Dropshipping poses unique challenges to sellers, and there are several factors to consider. Cons of dropshipping include:
Low profit margins
The average profit margin for dropshippers is 10%. You may even have to pay your supplier additional fees for picking, packing, and shipping each customer order.
High competition, lack of unique/exclusive products
Because the barrier to entry is low, the dropshipping field is quite competitive. Also, many competitors will offer the same products from the same suppliers, driving competition even higher.
No control over supply chain or product quality
Dropshipping is ideal for many startups because your store relies on a third party’s inventory infrastructure. However, not having a hand in production or inventory management means you’re at the mercy of your vendors and the supply chain.

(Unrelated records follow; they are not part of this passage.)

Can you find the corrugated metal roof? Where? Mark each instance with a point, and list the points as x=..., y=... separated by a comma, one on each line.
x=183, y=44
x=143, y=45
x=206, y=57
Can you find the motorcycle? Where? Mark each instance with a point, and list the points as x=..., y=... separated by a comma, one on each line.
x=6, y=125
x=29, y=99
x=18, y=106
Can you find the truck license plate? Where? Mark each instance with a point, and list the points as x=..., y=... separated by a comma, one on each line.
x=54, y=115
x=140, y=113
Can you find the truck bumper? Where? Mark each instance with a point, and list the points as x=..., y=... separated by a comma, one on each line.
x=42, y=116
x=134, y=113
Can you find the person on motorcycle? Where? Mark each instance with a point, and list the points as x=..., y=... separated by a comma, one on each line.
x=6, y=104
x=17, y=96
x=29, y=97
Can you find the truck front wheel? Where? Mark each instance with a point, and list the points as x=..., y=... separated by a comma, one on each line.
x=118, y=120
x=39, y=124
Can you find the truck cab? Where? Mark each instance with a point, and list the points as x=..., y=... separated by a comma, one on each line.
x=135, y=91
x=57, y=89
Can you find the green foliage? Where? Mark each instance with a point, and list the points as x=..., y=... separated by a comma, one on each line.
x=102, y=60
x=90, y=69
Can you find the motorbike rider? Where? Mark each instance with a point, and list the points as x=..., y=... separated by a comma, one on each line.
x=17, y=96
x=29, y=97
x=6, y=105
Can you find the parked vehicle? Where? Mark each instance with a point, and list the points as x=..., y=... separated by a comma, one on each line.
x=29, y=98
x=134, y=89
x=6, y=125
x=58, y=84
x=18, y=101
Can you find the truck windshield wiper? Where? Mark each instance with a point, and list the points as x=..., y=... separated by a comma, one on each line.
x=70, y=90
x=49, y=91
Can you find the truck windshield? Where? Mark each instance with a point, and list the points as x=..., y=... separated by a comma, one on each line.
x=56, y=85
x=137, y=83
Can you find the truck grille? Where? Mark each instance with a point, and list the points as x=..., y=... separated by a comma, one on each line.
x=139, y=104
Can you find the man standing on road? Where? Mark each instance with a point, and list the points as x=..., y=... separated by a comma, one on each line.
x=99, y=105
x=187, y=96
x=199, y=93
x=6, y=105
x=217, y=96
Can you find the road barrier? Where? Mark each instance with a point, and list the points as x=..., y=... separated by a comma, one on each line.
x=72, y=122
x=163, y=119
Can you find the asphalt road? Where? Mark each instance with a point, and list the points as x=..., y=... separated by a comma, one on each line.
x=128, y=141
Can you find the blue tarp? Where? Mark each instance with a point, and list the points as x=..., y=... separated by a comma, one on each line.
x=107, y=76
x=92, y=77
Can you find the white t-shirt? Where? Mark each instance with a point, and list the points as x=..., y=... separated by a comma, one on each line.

For example, if a product arrives damaged or long after its intended delivery date, you’re responsible for refunding the customer and paying return shipping fees. Moreover, you’ll need to closely monitor your supplier’s inventory and request pre-purchases if shortages are on the horizon.
Harder to build brand loyalty
Because you’re responsible for order fulfillment, not production, items will not carry your logo. As a result, customers are more likely to build a relationship and brand sentiment towards your supplier or distributor.
Dropshipping remains a popular and lucrative model if you can manage risk effectively and find trustworthy suppliers.
Is dropshipping legal?
Yes, dropshipping is a legitimate fulfillment method permitted by Shopify, Amazon, and other eCommerce leaders. However, you must ensure your suppliers are trustworthy and not violating copyright laws. Retailers should draft dropshipping agreement contracts with each supplier to establish wholesale prices, delivery standards, and return policies.
Do I need an LLC to start dropshipping?
All dropshipping stores should obtain a business license to cover liability and taxes. According to the IRS, an LLC is a US business structure establishing your company as a liability separate from your personal properties.
Though it differs from state to state, most cities require a business license for your company to operate. (Disclaimer: Software Advice conveys general information only and does not provide legal advice or opinions.)
What is dropshipping vs. retail arbitrage?
Retail arbitrage involves a reseller purchasing stock from a retailer, then listing products on a marketplace like Amazon or eBay. The reseller physically holds this inventory until its purchase.
This differs from the dropshipping model where the retailer has no stock on hand.
Can you do dropshipping on Amazon? On eBay?
Amazon and eBay allow dropshipping through their marketplaces, but you must follow their policies. You are ultimately responsible for listing fees, fulfillment issues, and customer support.
What is dropshipping on Shopify?
Shopify is an eCommerce platform for online stores and point-of-sale systems. Their dropshipping apps directly connect you to hundreds of suppliers, allowing you to compare and select products with positive user feedback, high sales volumes, and competitive wholesale pricing. You can then import these selections directly into your Shopify store.